Exford Wesleyan Methodist Chapel

DEVON Exford Wesleyan Methodist chapel
DEVON Exford Wesleyan Methodist chapel Sorry it’s not in colour

Exford Wesleyan Methodist chapel (now converted to private use) featured two stained glass windows of brilliant winged angels, holding string instruments and arrayed in scarlet gowns and orange stoles. The windows were made in William Morris’ workshop in 1880 to designs by Edward Burne-Jones and placed in Marylebone chapel. Years later they were acquired by the composer Cyril Scott, who lived in Exford during the Second World War, and he presented them to the chapel in memory of two close friends – Holland-Scott, Professor at Durham School who died at Lynmouth, and Bertram Binyon, the singer (brother of the poet Laurence Binyon), who is buried at Dulverton. A Porlock builder installed the windows.

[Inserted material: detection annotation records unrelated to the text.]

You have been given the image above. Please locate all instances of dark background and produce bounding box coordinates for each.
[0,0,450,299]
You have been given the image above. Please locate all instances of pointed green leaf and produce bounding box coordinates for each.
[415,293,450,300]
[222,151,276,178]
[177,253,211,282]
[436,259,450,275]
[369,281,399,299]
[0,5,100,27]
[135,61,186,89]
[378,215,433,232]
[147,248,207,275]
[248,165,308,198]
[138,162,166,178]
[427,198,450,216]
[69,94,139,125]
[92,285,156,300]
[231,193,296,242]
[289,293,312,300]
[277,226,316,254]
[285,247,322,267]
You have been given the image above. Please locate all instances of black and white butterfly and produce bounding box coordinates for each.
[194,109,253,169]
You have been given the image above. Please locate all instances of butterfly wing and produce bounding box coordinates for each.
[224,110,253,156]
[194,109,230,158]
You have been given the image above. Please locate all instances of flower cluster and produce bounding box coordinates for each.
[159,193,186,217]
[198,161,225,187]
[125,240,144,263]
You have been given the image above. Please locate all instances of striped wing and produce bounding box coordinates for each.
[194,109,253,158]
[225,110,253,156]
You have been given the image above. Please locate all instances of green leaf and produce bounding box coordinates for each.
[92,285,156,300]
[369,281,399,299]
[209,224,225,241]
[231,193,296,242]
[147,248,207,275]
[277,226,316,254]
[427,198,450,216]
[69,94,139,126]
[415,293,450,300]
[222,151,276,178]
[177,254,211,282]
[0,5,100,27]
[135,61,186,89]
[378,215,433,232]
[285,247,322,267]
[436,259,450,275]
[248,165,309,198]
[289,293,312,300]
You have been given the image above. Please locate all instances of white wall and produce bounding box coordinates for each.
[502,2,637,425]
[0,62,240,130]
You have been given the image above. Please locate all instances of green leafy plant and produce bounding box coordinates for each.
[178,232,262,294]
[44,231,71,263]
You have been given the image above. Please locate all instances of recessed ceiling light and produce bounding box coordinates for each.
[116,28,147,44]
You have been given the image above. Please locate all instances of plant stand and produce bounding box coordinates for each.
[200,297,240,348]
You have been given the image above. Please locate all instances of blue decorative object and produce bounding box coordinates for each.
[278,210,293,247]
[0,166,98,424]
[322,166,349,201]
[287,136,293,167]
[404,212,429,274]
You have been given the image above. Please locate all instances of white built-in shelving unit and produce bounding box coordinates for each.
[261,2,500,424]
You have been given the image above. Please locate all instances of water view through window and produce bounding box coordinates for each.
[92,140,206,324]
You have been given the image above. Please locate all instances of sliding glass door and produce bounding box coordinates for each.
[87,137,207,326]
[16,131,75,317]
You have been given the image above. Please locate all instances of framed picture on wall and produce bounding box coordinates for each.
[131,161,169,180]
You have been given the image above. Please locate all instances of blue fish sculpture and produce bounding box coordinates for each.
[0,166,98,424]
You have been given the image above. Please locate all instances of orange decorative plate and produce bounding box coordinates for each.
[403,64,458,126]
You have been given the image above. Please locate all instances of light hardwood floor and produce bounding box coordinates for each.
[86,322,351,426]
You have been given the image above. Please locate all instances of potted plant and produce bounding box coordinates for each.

In 1967 a small black board was fixed to the outside of the chapel stating THIS CHAPEL CONTAINS TWO BURNE-JONES WINDOWS. Sir Edward Coley Burne-Jones was a 19th Century pre-Raphaelite. The windows were seven feet tall and completely dominated the little chapel. They were donated by Cyril Scott, a wealthy composer of music who lived in Exford during the Second World War and now lived in Eastbourne in his old age. The windows commemorated his two friends, Mr T Holland Smith and Mr Bertram Binyon, neither of whom was known locally. They were mounted in Ham Hill stone frames. The chapel also contained two large engravings from paintings by Herbert Schmalz dated 1891, named “The Return from Calvary” and “The Resurrection Morn”. The ceiling was of white-painted planks and had black iron hooks for oil lamps and there was a tiny Victorian pulpit with gilded cast iron scrolls.